August 18th 2011: Preview - Will the retail sales data help Sterling defy gravity?
Sterling put in a remarkable performance on Wednesday as it rallied over 200 basis points against the dollar from a trough of 1.6350 following the weaker than expected labour-market data and Bank of England minutes. It peaked above 1.6580 with a further unwinding of short positions against the Swiss franc. Sterling is being seen as a defensive option given its position outside the Euro-zone and it could again recover quickly if the sales data is weaker than expected. Given the UK fundamentals, selling rallies looks much the preferred option at these levels against the dollar and Euro.
Sterling’s gains came despite even though the unemployment claimant count rose by 37,100 for the month, the biggest gain for two years, and unemployment rose to 7.9%. The Bank of England minutes recorded that the two members on the committee who had previously voted for a rate increase had joined the camp calling for no change with a unanimous vote for rates to left on hold for the first time in 15 months. The bank also edged slightly nearer further quantitative easing, although the minutes stated that the argument was not yet strong enough.

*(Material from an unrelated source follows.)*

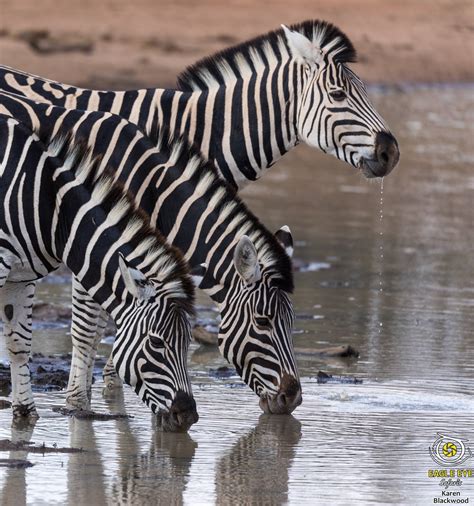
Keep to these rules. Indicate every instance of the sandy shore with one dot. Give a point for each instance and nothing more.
(120, 44)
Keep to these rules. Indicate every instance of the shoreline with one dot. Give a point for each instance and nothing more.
(147, 43)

The retail sales data will be another test of sentiment and the short and medium-term impacts may diverge in view of what happened following the employment data. Anecdotal evidence suggests that underlying spending remains weak as consumer incomes remain under serious pressure. There was, however, some positive news from the British Retail Consortium which suggested that sales had risen 0.6% on a like-for like basis in the year to July. Underlying consumer spending has been weak, but for now it may predominantly be in areas which are not picked up by the retail sales data. The data is also always volatile on a monthly basis and there may also be an impact from consumers switching to low-cost brands. There was certainly a sharp drop in sales in the London area at the peak of the recent riots and any weakness here will be seen in the August data.

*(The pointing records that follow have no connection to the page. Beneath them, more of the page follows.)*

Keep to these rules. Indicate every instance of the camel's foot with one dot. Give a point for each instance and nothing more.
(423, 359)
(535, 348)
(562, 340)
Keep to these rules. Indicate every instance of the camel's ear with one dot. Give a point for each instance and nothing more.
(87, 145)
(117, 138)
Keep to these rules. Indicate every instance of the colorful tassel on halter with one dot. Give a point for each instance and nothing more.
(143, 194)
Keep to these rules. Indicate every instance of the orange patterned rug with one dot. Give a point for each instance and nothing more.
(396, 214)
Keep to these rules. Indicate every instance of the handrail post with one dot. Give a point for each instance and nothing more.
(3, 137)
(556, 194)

UK 10-year bond yields fell to record lows of 2.43% following Wednesday’s data while inflation is running at 4.4% to give negative returns of close to 2% - even the Swiss can’t engineer those kind of negative returns. If those nominal yields do represent a fair reflection of the outlook, then the economy is in for a very rough period indeed and the debt implications would guarantee a rapid UK credit-rating downgrade.